Introducing our new Ecological Modeller, Oli Wilson

Submitted by NPMSSupport on

Oli Wilson is our new ecological modeller here at the NPMS. This exiting new role for the scheme will involve analysing the huge amount of data that is collected by our fantastically dedicated volunteers. Oli has great plans for exploring what the data can tell us. Read below to find out more about him and what he will be bringing to the scheme!

Oli Wilson

Can you tell us about yourself – what were you doing before you came to the NPMS?

I kind of struggle to define what kind of scientist I am – I think I’m probably a biogeographer because I’m interested in environmental change through space and time, but I’ve also got an MSc in ethnobotany (the study of the relationships between plants and people) and a degree in biological sciences. I’m just coming to the end of a PhD at the University of Reading which is a mix between ecology, palaeoecology and archaeology. I’ve been studying the links between plants, people and climate change in the past, present and future, focusing on the unique Araucaria forests of southern Brazil. And going back a bit further, I spent a few years as a school science teacher and a few more working in botanical gardens.

What was the main thing that attracted you to the role do you think?

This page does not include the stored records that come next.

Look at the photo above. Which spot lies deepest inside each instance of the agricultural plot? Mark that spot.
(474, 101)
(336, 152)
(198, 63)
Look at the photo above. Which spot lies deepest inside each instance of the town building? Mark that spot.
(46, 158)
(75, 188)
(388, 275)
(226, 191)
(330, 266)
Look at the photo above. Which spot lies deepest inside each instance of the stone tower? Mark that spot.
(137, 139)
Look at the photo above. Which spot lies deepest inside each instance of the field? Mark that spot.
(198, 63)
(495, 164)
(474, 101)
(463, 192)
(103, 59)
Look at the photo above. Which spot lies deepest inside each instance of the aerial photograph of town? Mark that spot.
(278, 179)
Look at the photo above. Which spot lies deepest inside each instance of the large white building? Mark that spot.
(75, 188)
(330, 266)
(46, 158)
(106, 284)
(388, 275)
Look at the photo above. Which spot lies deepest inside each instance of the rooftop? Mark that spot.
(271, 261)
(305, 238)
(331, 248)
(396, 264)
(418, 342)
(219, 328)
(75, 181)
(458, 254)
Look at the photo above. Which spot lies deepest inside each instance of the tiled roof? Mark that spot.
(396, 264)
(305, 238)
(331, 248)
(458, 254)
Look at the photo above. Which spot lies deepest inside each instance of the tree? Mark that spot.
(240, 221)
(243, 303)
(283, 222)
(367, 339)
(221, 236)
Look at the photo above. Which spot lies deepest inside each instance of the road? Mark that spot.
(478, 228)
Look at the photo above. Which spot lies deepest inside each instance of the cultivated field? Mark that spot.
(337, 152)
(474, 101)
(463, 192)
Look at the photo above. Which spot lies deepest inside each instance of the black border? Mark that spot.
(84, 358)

The relationship between plants and climate change interests me a lot, and this role offers the opportunity to look at it in detail – particularly focusing on ecosystems and species that are (literally) closer to home than the ones I’ve studied so far. Researching UK plants is proving to be quite a step change though – the amount of data that’s available is mind-blowing! We’re so fortunate in this country to have genuinely world-leading data on our biodiversity – largely thanks to initiatives like NPMS – and the difference from what’s available for tropical diversity is really stark. These rich datasets make it possible to use much more complex research methods and advanced modelling techniques than I’ve employed previously, so I’m looking forward to getting to grips with them.

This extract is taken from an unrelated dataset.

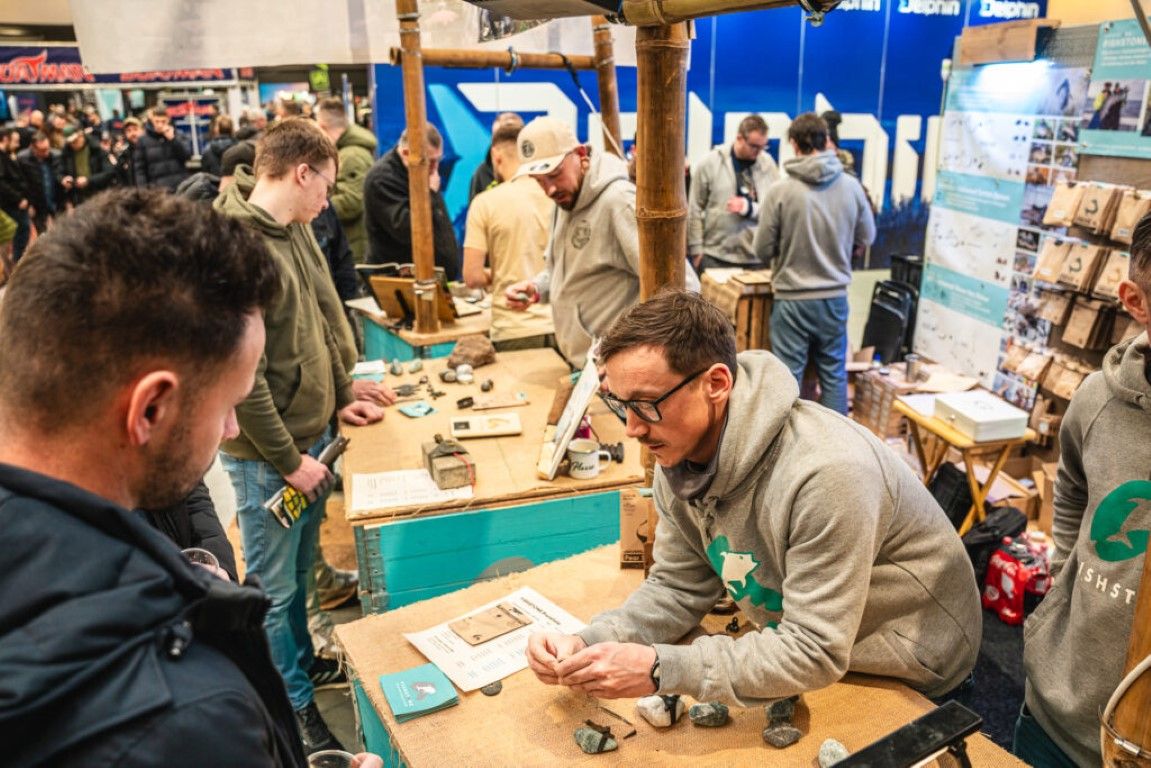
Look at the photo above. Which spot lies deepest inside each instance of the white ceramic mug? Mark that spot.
(584, 457)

Are there any parts of the role that you are most looking forward to? Any specific areas of analysis for example?

Well the opportunity to develop new analytical techniques on fantastic data is certainly one, but I’m also looking forward to exploring how the research can connect with policy and the public. Working with the NPMS, those connections are already stronger than in other projects I’ve done, with national nature conservation organisations involved in running it and hundreds of members of the public actually conducting it. I think it’s really important to communicate research beyond just the research community – it’s something I’m really passionate about – and I’m looking forward to sharing our findings with these audiences, to showcase the importance of the UK’s plants and surveys like NPMS.

Why do you think it is so important to have someone investigating the dataset in real depth?

The NPMS is a really valuable dataset, brought to life by hundreds of people investing many thousands of hours of work over several years, and holding a potential goldmine of information on the UK’s plants in the early 21st Century. Research like this is a way of honouring that work and reflecting its importance – and it’s also a way of bringing to the foreground the plants and landscapes that everyone involved is so passionate about. I hope the research I do benefits all those parties – plants as well as people – but it’s also important to note that there’s so much data here I’ll only really be able to scratch the surface. I hope and expect that more researchers will use the data over the years to come, possibly even with methods that don’t yet exist!

One of the questions or comments we get from volunteers sometimes, is that they say their plot is boring or has none or little of the indicator species. Could you describe why data from these plots is equally important?

Boring plots are super important! Records of where species are form the foundation of so much ecological research, but records of where species aren’t open up a tonne of extra possibilities. For example, my PhD involved quite a bit of species distribution modelling, which depends hugely on the locality data you use as an input. The gold standard is to have both presences and true absences – sites that somebody has visited, surveyed, and recorded whether species were found or missing. You can work with just presence data that’s been recorded opportunistically, but you’re left with the problem of working out whether gaps in your species’ distribution are real or a result of patchy observations. True absence data points put species distribution patterns into sharper relief and let you tackle a whole range of important questions. So please keep surveying boring plots and entering null data – ecologists really will thank you!